Let's say I have a struct which is used in lots of places.

Now I want it generic over some type (don't want to box)

Suddenly I need to refactor a lot of code everywhere.. all the functions that take this struct need to declare the new generic too.

Are there IDE tools to make this easier? I'm using neovide/vim with the coc rust-analyzer plugin, but I'm fine with VSCode too.

A default is an option if sensible.

Not sure what you mean by that... let's say I had:

struct Foo {
    value: String
}

And now I want:

struct Foo<A: Display> {
    value: A
}

For method changes it's pretty easy, just update the impl, but what about all functions that accept a Foo? I now need to change it from like:

fn greet(foo:Foo) {
    println!("hello {}", foo.value)
}

to:

fn greet<A: Display>(foo:Foo<A>) {
    println!("hello {}", foo.value)
}

This is really painful sometimes... not sure what "default is an option" means here?

You can do struct Foo<A: Display = String> { .. } if I'm not mistaken. On mobile so I can't check.

Sometimes batch text editing is easier to do with something designed to edit text in bulk. Perhaps a sed comand will be easier to write than using an IDE tool.

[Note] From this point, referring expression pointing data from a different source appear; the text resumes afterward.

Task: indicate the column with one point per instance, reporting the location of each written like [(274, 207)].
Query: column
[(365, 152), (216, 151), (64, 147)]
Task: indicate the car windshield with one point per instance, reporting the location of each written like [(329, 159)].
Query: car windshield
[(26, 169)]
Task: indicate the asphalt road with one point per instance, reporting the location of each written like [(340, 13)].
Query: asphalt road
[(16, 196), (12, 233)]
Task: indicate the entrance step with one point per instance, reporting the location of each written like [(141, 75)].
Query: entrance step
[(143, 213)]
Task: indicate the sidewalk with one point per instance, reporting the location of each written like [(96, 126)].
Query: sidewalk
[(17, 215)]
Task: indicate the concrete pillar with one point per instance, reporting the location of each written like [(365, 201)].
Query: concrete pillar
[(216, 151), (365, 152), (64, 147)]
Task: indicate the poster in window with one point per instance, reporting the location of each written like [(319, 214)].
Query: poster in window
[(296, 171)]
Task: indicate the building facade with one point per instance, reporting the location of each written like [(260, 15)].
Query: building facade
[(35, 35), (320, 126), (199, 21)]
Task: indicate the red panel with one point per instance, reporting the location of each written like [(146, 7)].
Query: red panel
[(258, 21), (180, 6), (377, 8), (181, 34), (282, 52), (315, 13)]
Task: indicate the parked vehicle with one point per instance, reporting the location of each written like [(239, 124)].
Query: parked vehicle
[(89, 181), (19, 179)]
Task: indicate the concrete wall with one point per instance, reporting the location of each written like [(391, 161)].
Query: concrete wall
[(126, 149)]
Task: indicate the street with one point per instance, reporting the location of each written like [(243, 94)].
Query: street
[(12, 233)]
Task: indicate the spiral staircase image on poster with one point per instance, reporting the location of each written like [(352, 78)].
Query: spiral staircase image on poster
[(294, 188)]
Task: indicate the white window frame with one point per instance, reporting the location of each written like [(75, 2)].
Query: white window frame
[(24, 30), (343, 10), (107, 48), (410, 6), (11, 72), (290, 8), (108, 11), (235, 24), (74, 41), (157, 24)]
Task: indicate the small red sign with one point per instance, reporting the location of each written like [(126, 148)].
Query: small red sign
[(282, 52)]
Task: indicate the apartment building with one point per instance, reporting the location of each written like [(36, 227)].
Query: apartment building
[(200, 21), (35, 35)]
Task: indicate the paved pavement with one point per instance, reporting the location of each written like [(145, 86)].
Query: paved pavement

...says the guy that doesn't use an IDE :sunglasses:

1 Like

Box<dyn Trait> lets you use traits without involving generics. This is really your best option if the type arguments and/or the code bloat of generics are problematic.

&dyn Trait also exists if you can have the object borrowed temporarily, and works with objects on the stack. Good option for function arguments.

2 Likes

You want the IDE to make important decisions about the logical structure of your code? Adding the generics is not just boilerplate text. It can make an important difference for individual methods to have a generic argument instead of the impl block. Once that decision has been made actually changing the text is mostly find-and-replace.